It’s important in relationships nowadays, Spira explains, to have a clear conversation about where both parties stand on social media. “You should ask things like, ‘How do you feel about posting photos of us as a couple?’ Also, don’t do a kiss-and-tell unless you get permission from your significant other. Not everyone shares the same amount, and not everyone uses social media in the same way.”

For example, she says, women tend to post more about relationships than men do.

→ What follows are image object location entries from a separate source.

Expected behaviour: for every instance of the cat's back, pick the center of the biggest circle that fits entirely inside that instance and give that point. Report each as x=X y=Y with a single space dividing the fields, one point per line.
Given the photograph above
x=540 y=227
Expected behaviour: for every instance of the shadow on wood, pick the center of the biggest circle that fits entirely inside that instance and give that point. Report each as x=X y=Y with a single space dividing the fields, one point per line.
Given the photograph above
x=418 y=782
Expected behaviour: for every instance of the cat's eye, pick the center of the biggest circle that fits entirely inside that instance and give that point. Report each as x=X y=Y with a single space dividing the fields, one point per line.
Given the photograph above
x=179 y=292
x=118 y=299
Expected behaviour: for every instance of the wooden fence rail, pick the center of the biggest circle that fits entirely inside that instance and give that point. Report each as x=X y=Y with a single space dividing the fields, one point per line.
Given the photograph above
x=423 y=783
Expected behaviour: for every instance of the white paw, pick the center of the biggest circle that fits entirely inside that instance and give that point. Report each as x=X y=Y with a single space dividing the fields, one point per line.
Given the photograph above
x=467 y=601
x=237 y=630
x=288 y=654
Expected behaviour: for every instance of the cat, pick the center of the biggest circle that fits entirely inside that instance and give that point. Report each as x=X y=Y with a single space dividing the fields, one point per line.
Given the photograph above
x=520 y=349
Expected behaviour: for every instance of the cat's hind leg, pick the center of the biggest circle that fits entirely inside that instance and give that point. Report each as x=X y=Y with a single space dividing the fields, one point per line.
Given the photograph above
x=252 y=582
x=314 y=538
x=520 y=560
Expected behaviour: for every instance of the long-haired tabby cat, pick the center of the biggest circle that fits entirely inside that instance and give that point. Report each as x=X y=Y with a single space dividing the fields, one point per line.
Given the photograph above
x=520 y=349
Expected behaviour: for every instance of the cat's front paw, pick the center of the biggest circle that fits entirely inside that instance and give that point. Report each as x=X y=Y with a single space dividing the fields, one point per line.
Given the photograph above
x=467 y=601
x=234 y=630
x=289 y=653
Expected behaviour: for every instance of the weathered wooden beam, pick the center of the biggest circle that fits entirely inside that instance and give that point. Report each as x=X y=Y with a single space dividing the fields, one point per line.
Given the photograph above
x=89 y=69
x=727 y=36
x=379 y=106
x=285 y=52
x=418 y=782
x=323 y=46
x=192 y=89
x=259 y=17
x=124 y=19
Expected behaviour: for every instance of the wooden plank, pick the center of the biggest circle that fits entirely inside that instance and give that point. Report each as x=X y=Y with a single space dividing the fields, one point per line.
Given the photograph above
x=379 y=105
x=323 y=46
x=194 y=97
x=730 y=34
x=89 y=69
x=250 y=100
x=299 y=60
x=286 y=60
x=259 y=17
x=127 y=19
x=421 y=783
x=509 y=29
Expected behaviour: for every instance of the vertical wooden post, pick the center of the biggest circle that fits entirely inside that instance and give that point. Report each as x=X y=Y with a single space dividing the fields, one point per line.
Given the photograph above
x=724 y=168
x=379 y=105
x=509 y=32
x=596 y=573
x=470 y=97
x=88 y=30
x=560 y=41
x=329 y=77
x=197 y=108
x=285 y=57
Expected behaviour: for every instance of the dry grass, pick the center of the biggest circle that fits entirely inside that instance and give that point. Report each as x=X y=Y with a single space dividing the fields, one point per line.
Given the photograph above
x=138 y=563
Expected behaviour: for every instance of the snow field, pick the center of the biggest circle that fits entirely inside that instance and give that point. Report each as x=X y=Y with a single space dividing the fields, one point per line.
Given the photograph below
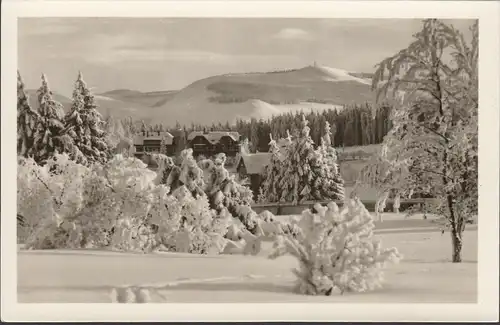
x=85 y=276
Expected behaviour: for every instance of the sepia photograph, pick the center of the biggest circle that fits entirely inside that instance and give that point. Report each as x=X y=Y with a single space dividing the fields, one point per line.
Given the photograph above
x=249 y=160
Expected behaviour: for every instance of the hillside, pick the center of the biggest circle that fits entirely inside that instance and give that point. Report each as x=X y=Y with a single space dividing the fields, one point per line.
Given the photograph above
x=237 y=96
x=106 y=105
x=261 y=95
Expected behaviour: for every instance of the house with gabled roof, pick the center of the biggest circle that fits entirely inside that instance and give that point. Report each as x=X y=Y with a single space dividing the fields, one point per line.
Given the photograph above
x=209 y=143
x=151 y=142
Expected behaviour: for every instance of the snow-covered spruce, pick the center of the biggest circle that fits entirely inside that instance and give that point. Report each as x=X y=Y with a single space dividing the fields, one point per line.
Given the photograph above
x=269 y=191
x=50 y=136
x=117 y=205
x=435 y=120
x=301 y=173
x=336 y=250
x=226 y=194
x=27 y=119
x=87 y=131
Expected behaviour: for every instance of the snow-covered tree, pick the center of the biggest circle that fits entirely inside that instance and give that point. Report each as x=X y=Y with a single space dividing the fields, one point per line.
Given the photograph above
x=88 y=128
x=50 y=135
x=302 y=173
x=386 y=177
x=328 y=183
x=26 y=121
x=269 y=191
x=201 y=227
x=434 y=82
x=336 y=250
x=226 y=195
x=46 y=196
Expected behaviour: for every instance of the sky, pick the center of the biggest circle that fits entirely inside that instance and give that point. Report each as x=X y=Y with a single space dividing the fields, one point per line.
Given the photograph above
x=150 y=54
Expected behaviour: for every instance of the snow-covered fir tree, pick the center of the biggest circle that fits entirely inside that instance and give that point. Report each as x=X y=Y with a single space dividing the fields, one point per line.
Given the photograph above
x=328 y=183
x=27 y=119
x=227 y=195
x=434 y=84
x=269 y=191
x=88 y=126
x=335 y=250
x=50 y=135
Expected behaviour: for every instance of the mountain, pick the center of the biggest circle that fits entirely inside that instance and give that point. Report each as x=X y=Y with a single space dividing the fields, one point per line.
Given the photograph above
x=106 y=105
x=241 y=95
x=261 y=95
x=151 y=99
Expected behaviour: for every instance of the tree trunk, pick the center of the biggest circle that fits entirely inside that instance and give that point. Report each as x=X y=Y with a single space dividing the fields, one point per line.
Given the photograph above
x=456 y=240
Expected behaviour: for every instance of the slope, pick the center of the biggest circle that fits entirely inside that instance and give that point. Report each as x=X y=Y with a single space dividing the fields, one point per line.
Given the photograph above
x=261 y=95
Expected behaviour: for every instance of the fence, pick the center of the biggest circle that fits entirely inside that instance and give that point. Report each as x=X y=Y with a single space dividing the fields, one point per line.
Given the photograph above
x=294 y=209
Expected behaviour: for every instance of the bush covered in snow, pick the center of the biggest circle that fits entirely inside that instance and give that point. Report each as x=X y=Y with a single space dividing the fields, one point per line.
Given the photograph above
x=301 y=172
x=336 y=250
x=116 y=205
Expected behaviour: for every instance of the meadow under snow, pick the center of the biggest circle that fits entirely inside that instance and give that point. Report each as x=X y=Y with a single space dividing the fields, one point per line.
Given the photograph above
x=84 y=276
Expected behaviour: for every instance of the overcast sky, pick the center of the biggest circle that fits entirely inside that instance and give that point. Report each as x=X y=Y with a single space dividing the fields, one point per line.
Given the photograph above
x=150 y=54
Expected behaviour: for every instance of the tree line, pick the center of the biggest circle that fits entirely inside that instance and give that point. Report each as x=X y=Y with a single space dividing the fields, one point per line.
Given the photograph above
x=352 y=125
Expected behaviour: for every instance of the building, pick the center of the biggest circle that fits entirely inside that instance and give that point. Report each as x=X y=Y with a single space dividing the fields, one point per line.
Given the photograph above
x=211 y=143
x=151 y=142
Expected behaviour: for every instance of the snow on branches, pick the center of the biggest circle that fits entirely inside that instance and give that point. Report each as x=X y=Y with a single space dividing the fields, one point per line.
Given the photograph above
x=116 y=205
x=434 y=82
x=301 y=172
x=336 y=250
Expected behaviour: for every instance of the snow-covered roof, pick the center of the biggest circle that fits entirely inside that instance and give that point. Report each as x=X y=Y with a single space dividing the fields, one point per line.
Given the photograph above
x=168 y=138
x=215 y=136
x=255 y=163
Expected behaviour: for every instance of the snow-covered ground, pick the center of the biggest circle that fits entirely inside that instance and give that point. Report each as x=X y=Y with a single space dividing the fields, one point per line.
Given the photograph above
x=425 y=275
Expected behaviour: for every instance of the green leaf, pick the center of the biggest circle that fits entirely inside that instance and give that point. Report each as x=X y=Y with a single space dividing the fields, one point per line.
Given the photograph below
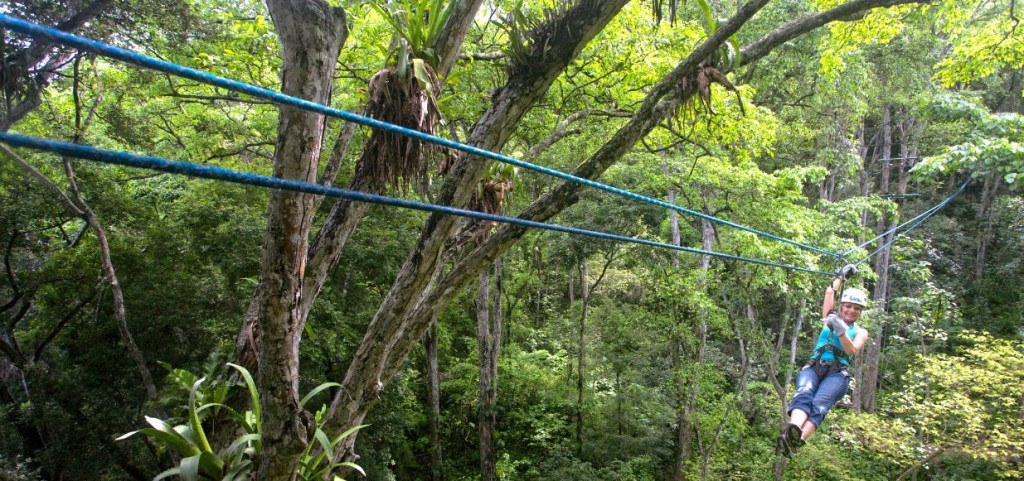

And some people use Facebook more for professional networking than social sharing, and would be embarrassed if they showed up in an intimate kind of photo. (A 2010 relationship survey by the American Academy of Matrimonial Lawyers found that two-thirds of attorneys said that Facebook was the primary source of evidence in divorce proceedings.)

Social media rules and decisions are best tackled together, as a couple, Spira adds. “Like relationship status. Should you have one? Should you change it? It’s not a unilateral decision,” she says. “It’s a decision best made together.”

So what was Wozniacki aiming for with the insensitive post of her boyfriend? The same thing everyone else is seeking on social media, for the most part. “They are looking for acknowledgment and recognition,” Spira says. “There’s something I call ‘Social Media Anxiety Disorder,’ which is when you post something, and then needing to know know how many people ‘liked’ it, shared it, or commented on it. I’ve known people who get depressed when their Klout score goes down, and feel like nobody loves them. It’s like a digital popularity contest.”

According to social media expert Peter Shankman, these online issues all boil down to respect.

“At the end of the day, I guarantee you he feels disrespected. This screams, 'You do not respect me,'” he tells Yahoo Shine. If Wozniacki had simply taken the photo and shown it to McIlroy, Shankman guesses that he most likely would have just laughed. And so before sharing a photo, he suggests, "Ask yourself, 'Will this cause any drama?' If the answer is yes, then don't post it."